Zongzi need to be steamed or boiled for several hours depending on how the rice is made prior to being added, along with the fillings. However, as the modes of zongzi styles have traveled and become mixed, today one can find all kinds of zongzi at traditional markets, and their types are not confined to which side of the Yellow River they originated from.

History of Zongzi

Zongzi are traditionally eaten during the Dragon Boat Festival (端午節), on May 5th of the lunar calendar. It is said that on this day, Qu Yuan, a famous Chinese poet who lived in the Chu kingdom, drowned himself in the Miluo River. Before this, he tried to warn his king and his people that their neighbor, the Qin kingdom, was going to invade the Chu kingdom. When the Chu capital was taken over, Qu Yuan was so upset that he drowned himself. When his body could not be found, people threw packets of rice into the river to prevent the fish from eating it.

Regional origin: The Chu kingdom was in present day Hubei

zongzi map

Possible Variations:

Jianshui Zong (碱水粽) – usually eaten as a dessert; the glutinous rice is treated with lye water to make it more alkaline. The rice turns yellow and sweet. It usually has no filling or is filled with sweet mixtures, such as a red bean paste.

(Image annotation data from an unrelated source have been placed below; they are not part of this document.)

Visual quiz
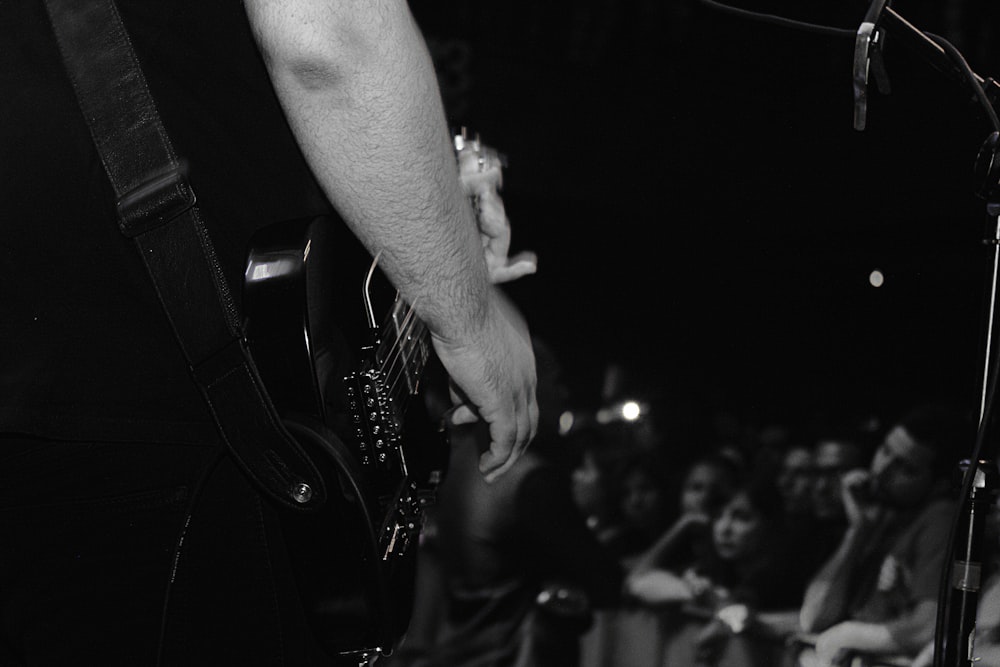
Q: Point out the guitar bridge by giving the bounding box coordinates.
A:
[344,370,407,477]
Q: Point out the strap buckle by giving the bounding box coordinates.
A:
[117,163,197,239]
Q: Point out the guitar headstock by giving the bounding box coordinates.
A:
[454,127,507,190]
[454,128,538,284]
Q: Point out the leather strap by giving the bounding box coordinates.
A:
[46,0,326,509]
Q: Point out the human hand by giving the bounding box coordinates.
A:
[840,468,882,526]
[625,570,694,604]
[431,288,538,482]
[455,136,538,285]
[694,618,733,665]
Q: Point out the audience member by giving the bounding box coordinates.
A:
[778,444,813,519]
[788,437,864,588]
[568,427,622,545]
[626,474,806,667]
[615,451,676,562]
[799,406,972,667]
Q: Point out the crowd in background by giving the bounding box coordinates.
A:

People in the north tend to make sweet zongzi. Their fillings could have dried dates, chicken, or red bean paste. People in the south tend to make savory zongzi with pork, Chinese sausage, and mung beans.

Nyonyazong (娘惹粽) – a part of the cuisine unique to Chinese Malaysians/Singaporeans; similar to southern Chinese zongzi, but the filling is made with minced pork with winter melon, ground roasted peanuts, and a spice mix

Taiwanese Zongzi – 臺灣粽; similar to Chinese zongzi, but wrapped with different leaves; not as fatty; pork, mushroom, salted duck egg, peanuts, chestnuts as fillings (some put dried squid or shrimp as well); some are vegetarian so the filling would have only peanuts.

Related Cuisine

糯米雞 (nuomji) is a Cantonese dim sum dish; steamed sticky rice with chicken in lotus leaf wrap. Fillings include chicken, Chinese sausage, salted egg, dried shrimp, mushrooms, and scallions. It’s usually wrapped in a square instead of a prism.